Catherine Murphy is one of a handful of artists who changed observational painting between the 1960s and ’80s, when painting’s dominance was being contested. Murphy, along with Lois Dodd, Sylvia Plimack Mangold, and others, learned from abstraction and found a way to expand the parameters of observational painting, overturn assumptions regarding the relationship of two- to three-dimensionality, build upon predecessors’ innovations in composition, and pursue preoccupations with unlikely subject matter.
Famous for painting at a slow pace, a Murphy exhibition is an event. Her commitment to Heraclitean observation means that you cannot step in the same river twice — she does not work in series, and her drawings and paintings form two discrete bodies of work within her oeuvre.
The nine oil paintings and eight graphite drawings that comprise Catherine Murphy: Recent Work at Peter Freeman, Inc. are all in different sizes, reflecting the range of her practice. This detail is most apparent in four drawings (all 2024) depicting the back of a woman’s head, in most cases wrapped in a kerchief.
Despite the similarity of the subject, each piece is a distinct size and shape based on the composition. Likewise, each scarf is patterned differently, as indicated by the titles — “Plaid,” “Ships,” “Leopard Skin,” and “Scalloped” — and every subject wears it in a unique way. The longer we look at the drawings, the more dissimilar they appear, and, more importantly, the more personalized the relationship between the wearer and the scarf becomes, even though we never see anyone’s face.
These drawings are not about fashion. The kerchiefs’ apparently inexpensive materials and familiar patterns and images suggest a desire for working- and middle-class people to express their individuality. This is the quietly radical current running through Murphy’s work: She has neither forgotten her working-class background nor made her personal experience the subject of her art. Her celebration of the beauty of the everyday is another quality her art shares with that of Dodd and Plimack Mangold. (An exhibition of their work, as well as the legions of artists they have influenced, is long overdue.)

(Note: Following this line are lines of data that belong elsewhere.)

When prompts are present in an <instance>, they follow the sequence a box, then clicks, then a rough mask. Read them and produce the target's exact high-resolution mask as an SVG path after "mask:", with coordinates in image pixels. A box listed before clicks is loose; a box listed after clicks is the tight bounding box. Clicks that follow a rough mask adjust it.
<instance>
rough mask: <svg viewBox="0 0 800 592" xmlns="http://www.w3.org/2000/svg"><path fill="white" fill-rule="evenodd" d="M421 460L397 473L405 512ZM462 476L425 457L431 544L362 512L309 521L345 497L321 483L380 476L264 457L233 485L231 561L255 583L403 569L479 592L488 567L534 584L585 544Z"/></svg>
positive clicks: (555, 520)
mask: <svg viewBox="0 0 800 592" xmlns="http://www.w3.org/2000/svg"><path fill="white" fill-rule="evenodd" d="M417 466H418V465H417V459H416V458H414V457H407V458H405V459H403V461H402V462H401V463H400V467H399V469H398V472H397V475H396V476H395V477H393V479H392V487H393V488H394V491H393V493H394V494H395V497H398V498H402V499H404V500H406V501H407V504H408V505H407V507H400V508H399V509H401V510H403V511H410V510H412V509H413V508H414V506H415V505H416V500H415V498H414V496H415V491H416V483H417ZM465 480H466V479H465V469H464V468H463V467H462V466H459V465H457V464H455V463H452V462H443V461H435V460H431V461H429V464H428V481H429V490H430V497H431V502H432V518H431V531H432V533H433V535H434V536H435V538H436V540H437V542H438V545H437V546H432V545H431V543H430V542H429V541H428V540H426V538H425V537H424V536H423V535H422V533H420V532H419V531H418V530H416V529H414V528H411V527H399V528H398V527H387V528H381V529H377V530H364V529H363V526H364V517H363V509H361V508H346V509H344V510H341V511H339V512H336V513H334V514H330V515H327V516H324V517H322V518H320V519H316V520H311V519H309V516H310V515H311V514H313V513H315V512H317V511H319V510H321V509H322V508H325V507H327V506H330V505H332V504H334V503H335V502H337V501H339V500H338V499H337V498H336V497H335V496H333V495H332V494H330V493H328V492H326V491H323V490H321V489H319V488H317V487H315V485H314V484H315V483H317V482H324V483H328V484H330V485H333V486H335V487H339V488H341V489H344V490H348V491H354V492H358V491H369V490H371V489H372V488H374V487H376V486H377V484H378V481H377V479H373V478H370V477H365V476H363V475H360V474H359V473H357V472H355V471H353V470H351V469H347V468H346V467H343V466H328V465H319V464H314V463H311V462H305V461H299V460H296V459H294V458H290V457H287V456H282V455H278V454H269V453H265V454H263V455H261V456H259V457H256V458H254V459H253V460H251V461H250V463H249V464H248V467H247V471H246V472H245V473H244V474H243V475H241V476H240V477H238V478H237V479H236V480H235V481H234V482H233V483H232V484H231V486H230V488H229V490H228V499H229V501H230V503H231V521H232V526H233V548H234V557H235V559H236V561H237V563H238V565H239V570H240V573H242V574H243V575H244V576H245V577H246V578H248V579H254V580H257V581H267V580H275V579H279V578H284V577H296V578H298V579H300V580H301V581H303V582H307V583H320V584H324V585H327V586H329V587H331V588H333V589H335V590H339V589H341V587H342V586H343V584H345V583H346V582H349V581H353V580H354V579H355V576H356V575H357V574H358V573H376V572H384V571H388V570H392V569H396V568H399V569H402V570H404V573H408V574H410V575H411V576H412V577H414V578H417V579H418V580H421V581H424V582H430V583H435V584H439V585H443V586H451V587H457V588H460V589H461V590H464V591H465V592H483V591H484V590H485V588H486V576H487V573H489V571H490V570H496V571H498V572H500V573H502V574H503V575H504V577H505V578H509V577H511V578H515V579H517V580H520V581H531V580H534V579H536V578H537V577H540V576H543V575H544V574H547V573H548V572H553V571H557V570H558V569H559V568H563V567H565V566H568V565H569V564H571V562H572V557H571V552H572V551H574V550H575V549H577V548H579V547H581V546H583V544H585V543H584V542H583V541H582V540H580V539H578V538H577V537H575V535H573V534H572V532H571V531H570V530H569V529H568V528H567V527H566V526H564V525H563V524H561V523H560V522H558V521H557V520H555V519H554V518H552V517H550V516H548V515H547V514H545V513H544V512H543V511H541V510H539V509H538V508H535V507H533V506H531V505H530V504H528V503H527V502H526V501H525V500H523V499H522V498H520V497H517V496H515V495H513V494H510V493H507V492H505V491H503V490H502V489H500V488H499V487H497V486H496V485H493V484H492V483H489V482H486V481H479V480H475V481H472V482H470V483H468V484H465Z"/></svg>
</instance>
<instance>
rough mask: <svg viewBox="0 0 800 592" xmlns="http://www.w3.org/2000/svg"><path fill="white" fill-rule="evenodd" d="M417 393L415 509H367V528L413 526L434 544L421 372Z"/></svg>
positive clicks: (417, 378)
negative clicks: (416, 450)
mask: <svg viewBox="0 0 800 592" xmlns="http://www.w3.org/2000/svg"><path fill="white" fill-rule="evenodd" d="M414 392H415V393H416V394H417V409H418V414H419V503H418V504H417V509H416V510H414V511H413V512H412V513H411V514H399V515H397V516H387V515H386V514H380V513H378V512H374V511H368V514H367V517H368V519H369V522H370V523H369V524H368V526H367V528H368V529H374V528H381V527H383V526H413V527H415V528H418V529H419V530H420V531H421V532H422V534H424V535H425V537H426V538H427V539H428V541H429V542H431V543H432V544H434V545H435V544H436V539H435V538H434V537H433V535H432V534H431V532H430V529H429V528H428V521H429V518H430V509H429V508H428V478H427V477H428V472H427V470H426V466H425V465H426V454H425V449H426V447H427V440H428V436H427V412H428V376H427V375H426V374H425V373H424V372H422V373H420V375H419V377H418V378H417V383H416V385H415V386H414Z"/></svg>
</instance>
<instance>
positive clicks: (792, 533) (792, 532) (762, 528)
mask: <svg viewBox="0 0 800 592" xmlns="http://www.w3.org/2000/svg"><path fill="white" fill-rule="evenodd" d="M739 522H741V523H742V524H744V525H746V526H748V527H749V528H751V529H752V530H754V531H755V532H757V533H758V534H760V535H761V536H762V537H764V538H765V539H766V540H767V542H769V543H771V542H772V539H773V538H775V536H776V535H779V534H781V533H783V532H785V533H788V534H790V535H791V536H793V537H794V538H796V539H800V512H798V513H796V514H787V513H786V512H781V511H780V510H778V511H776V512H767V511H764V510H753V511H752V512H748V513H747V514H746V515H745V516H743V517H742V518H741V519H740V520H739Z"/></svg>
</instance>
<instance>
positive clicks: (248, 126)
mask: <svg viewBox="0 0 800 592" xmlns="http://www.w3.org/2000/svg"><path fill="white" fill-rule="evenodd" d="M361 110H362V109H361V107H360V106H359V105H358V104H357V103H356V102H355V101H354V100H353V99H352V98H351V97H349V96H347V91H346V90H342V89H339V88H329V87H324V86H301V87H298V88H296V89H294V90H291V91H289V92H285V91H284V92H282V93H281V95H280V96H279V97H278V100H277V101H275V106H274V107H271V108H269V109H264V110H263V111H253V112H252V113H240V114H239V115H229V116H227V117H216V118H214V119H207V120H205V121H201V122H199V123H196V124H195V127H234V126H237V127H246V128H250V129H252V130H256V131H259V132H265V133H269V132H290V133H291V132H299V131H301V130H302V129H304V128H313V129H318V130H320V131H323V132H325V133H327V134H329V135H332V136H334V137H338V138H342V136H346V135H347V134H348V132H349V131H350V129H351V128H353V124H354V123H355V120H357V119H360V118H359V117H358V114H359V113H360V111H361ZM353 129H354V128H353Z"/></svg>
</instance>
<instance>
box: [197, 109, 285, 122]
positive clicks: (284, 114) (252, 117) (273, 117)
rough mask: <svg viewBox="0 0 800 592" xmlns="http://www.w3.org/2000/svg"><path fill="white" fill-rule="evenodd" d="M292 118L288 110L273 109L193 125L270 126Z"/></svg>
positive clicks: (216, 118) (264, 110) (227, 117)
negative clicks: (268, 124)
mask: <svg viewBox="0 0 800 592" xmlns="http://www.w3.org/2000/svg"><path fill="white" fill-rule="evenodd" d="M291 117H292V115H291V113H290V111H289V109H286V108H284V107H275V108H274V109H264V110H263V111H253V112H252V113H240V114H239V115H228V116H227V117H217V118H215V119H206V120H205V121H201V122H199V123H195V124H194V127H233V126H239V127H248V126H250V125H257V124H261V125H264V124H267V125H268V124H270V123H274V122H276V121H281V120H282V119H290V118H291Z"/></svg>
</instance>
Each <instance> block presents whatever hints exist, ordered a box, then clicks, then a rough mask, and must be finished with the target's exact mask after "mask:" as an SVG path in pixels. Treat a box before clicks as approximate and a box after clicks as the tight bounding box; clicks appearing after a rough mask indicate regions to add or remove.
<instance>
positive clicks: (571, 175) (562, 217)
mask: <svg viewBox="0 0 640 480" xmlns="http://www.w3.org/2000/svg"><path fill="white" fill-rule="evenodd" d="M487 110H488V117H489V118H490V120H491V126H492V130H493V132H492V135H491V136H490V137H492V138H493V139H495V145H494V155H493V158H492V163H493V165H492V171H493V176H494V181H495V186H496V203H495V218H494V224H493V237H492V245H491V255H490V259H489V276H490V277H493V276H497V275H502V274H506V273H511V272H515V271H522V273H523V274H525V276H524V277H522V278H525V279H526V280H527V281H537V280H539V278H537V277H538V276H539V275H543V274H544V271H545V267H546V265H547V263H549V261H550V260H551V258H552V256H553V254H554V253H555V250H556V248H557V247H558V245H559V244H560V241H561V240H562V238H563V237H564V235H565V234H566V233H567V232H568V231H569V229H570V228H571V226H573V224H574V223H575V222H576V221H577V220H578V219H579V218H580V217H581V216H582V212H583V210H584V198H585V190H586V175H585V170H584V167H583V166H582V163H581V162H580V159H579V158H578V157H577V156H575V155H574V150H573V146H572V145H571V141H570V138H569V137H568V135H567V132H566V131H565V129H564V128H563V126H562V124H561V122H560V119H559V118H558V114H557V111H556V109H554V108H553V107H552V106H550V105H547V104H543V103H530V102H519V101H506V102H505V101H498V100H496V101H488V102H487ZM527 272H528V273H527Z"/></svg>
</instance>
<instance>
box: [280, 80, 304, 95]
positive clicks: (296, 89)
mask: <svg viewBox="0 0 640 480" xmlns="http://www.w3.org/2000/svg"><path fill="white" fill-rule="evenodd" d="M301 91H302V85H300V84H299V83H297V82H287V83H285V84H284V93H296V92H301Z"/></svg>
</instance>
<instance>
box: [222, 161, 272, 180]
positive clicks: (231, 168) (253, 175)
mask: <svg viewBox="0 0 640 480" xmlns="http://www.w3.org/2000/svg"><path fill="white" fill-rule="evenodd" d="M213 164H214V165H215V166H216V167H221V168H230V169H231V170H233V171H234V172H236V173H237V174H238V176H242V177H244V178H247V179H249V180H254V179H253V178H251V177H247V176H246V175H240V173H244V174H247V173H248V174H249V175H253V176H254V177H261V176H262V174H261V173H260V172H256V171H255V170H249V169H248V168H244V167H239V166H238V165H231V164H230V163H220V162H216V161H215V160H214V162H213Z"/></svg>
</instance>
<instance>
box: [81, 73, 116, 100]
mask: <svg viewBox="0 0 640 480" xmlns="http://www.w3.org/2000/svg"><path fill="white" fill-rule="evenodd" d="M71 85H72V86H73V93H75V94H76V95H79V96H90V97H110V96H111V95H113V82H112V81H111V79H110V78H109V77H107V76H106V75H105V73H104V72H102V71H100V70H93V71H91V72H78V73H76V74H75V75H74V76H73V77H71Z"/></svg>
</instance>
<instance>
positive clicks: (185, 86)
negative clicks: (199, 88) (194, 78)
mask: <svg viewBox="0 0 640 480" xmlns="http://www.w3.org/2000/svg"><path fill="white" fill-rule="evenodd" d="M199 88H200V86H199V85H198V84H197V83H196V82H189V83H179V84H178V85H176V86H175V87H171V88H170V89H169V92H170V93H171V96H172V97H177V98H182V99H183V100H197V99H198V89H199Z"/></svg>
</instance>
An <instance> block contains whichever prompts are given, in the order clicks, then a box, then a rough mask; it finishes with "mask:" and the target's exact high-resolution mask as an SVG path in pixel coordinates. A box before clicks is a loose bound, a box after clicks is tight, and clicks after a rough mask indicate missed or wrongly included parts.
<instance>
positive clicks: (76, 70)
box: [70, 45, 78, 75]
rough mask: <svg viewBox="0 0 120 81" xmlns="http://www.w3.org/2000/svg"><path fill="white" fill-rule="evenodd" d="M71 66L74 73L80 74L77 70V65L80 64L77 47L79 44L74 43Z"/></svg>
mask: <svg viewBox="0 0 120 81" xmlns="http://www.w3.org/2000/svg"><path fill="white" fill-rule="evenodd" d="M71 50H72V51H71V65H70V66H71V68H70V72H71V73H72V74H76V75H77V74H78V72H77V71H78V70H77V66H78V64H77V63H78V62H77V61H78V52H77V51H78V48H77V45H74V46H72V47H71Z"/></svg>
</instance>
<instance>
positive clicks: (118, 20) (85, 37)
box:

“No ideas but things,” the poet William Carlos Williams famously said, emphasizing the importance of the concrete over theory. Murphy always places the viewer in a specific physical and visual relationship to the scene. In “Under the Table” (2022), we are looking up at the underside of a round red table, where four people sit with white linen napkins on their laps. Her ability to convey various textures transports the painting into a realm where the tactile and the optical have become inseparable.
In “Under the Table,” the point of view seems to be that of a small toddler standing right next to the table. None of the adults are paying attention to the viewer, who is not quite a voyeur — a voyeur does not wish to be discovered. Set against the room’s red walls, the view slowly reveals itself. Murphy makes us look and look again without explaining what we are seeing, and implicates us in the scene; this is her genius. Her formal mastery is devoted to making the ordinary inexplicable, causing us to look inward and reflect upon what we are seeing.
She is particularly attuned to how seeing is haunted by an awareness of mortality. In “Bed Clothes” (2023), a red shirt, patterned skirt, and yellow socks are casually laid out on a bed, as if they had been arranged in the form of an absent body. Absence is also felt in “Double Bed” (2022), identically sized pendant paintings separated by two inches, depicting two pillows piled on a bed, each indented where a head once lay. The work brought to mind the last line of John Berryman’s poem “Dream Song 1”: “and empty grows every bed.”
“Harry’s Office” (2023) is a cropped, close-up view of shelves crammed with papers and packages. The office belongs to Murphy’s husband, Harry Roseman. We appear to be bent over or seated at the desk looking for something. As calm, straightforward, detailed, and tender as the painting is, it is underscored by an unknown sense of urgency. The palette of yellows, browns, beiges, and tans, accented with green and red, may reflect the actual office, but it evokes late afternoon, time passing, and the disordered remnants and records inevitably left behind.
“Still Living” (2024) brings the viewer face to face with a gaping gash in a tree trunk. Murphy’s meticulous attention to small, discrete sections of the tree goes against generalization and painterly shorthand, and causes our attention to refocus constantly — from looking at the multi-sectioned, blocky bark, we might zero in on the striated interior. From the leaves of the trees to the blasted trunk, she moves section to section, and hue to hue. The accumulation of details, and the taut balance she maintains between each leaf and the entire view, is astonishing, majestic, and unsettling. As the painting’s title tells us, we are looking into an exposed wound of a “still living” organism. Like the other works we encounter in this deeply absorbing exhibition, we may still be alive, but the irrefutable evidence of our absence is everywhere.
Catherine Murphy: Recent Work continues at Peter Freeman, Inc. (140 Grand Street, Lower East Side, Manhattan) through April 19. The exhibition was organized by the gallery.